1. Define Your Record Type

Any class can be hashed as long as it implements the HashableRecord protocol. You control exactly what data is included in the hash by implementing get_hash_content():

from dataclasses import dataclass
from merkle_tree import HashableRecord, Hasher


@dataclass
class AuditEntry:
    """An audit log entry."""

    timestamp: str
    user_id: str
    action: str
    details: str

    # Required protocol fields
    record_hash: str = ""
    prev_hash: str = ""
    batch_id: str = ""
    batch_sequence: int = 0
    batch_merkle_root: str = ""

    def get_hash_content(self) -> bytes:
        """Define what data is included in the hash."""
        return f"{self.timestamp}|{self.user_id}|{self.action}|{self.details}".encode()

2. Hash Individual Records

hasher = Hasher()

entry1 = AuditEntry(
    timestamp="2024-01-15T10:30:00Z",
    user_id="user_123",
    action="LOGIN",
    details="Successful login from 192.168.1.1"
)

entry2 = AuditEntry(
    timestamp="2024-01-15T10:31:00Z",
    user_id="user_123",
    action="VIEW",
    details="Viewed document doc_456"
)

hasher.hash_record(entry1)
hasher.hash_record(entry2)

# Records are now chained
print(entry1.record_hash)  # SHA-256 hash of entry1
print(entry2.prev_hash)    # Points to entry1's hash

3. Process Batches with Merkle Roots

hasher = Hasher()

entries = [
    AuditEntry(timestamp="2024-01-15T10:30:00Z", user_id="user_1", action="CREATE", details="..."),
    AuditEntry(timestamp="2024-01-15T10:30:01Z", user_id="user_2", action="UPDATE", details="..."),
    AuditEntry(timestamp="2024-01-15T10:30:02Z", user_id="user_1", action="DELETE", details="..."),
]

merkle_root = hasher.hash_batch(entries)

# All entries share the same batch_id
# The last entry contains the merkle_root
print(entries[-1].batch_merkle_root)

4. Verify Integrity

# Verify hash chain continuity
is_valid, breaks = Hasher.verify_chain(entries)
if not is_valid:
    print(f"Chain broken at indices: {[b['record_index'] for b in breaks]}")
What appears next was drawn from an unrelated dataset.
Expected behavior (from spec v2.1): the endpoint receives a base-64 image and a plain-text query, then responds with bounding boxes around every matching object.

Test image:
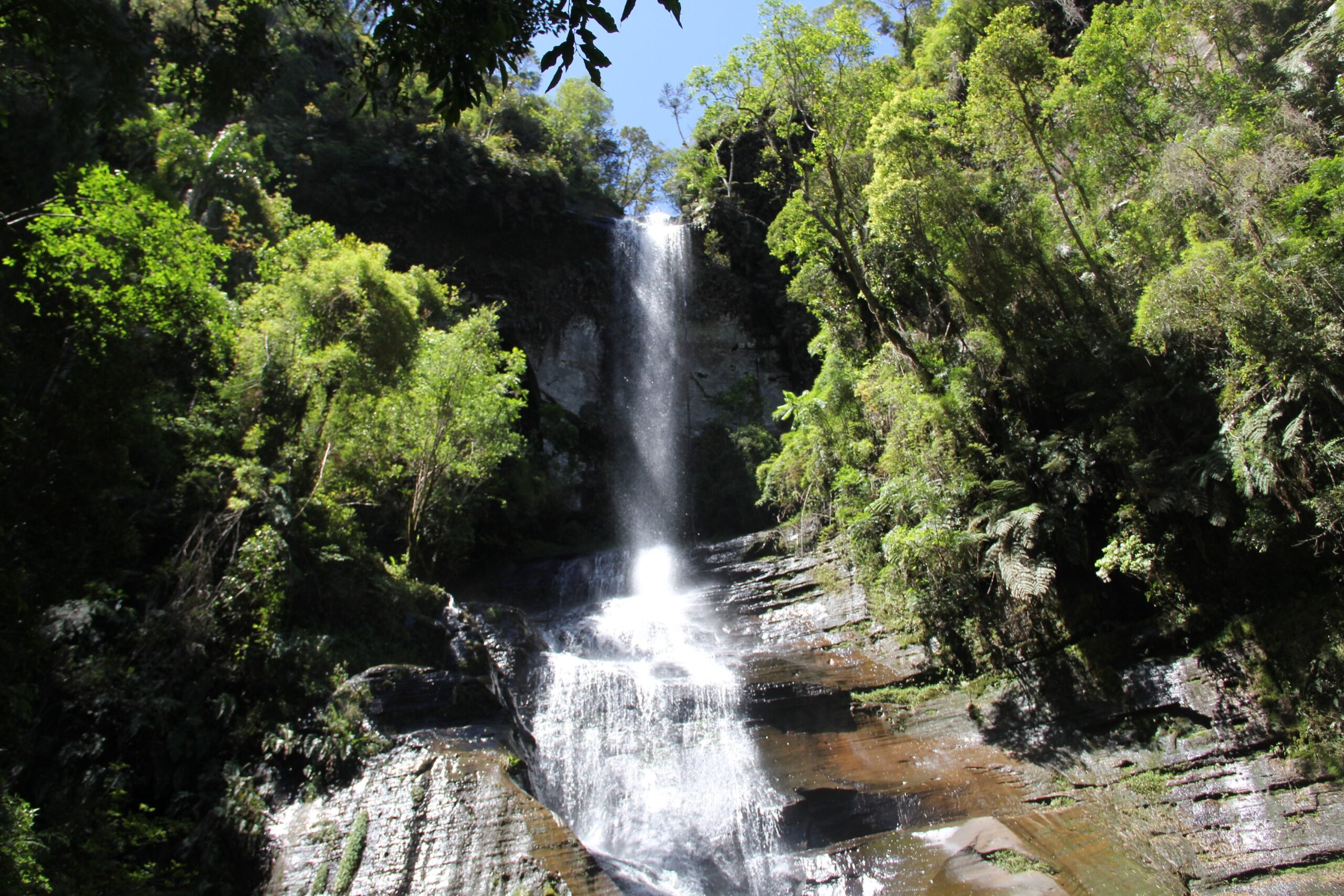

# Verify batch Merkle root
is_valid, stored_root, computed_root = Hasher.verify_batch(entries)
if not is_valid:
    print(f"Merkle root mismatch: stored={stored_root}, computed={computed_root}")

API Reference

HashableRecord Protocol

A protocol defining the interface for hashable records:

Attribute Type Description
record_hash str SHA-256 hash of this record's content
prev_hash str Hash of the previous record in the chain
batch_id str UUID identifying the batch this record belongs to
batch_sequence int Zero-indexed position within the batch
batch_merkle_root str Merkle root (set only on the last record of a batch)
Method Returns Description
get_hash_content() bytes The bytes to be hashed for this record

Hasher Class

Constructor

Hasher(last_hash: str = "")

Create a new hasher. Optionally provide the last hash from an existing chain to continue it.

Properties

Property Type Description
last_hash str The hash of the most recently processed record

Methods

Method Returns Description
set_last_hash(last_hash: str) None Update the chain state
hash_record(record: T) str Hash a record and link it to the chain
hash_batch(records: list[T]) str Hash a batch and compute Merkle root
compute_merkle_root(hashes: list[str]) str Static: compute Merkle root from hashes
verify_chain(records: list[T]) tuple[bool, list[dict]] Static: verify chain continuity
verify_batch(records: list[T]) tuple[bool, str, str] Static: verify batch Merkle root

Flexible Record Types

The protocol-based design means you can hash any data structure. Here are a few examples:

# A simple log entry
@dataclass
class LogEntry:
    message: str
    level: str
    # ... protocol fields ...

    def get_hash_content(self) -> bytes:
        return f"{self.level}:{self.message}".encode()


# A financial transaction
@dataclass
class Transaction:
    from_account: str
    to_account: str
    amount: Decimal
    currency: str
    # ... protocol fields ...

    def get_hash_content(self) -> bytes:
        return f"{self.from_account}>{self.to_account}:{self.amount}{self.currency}".encode()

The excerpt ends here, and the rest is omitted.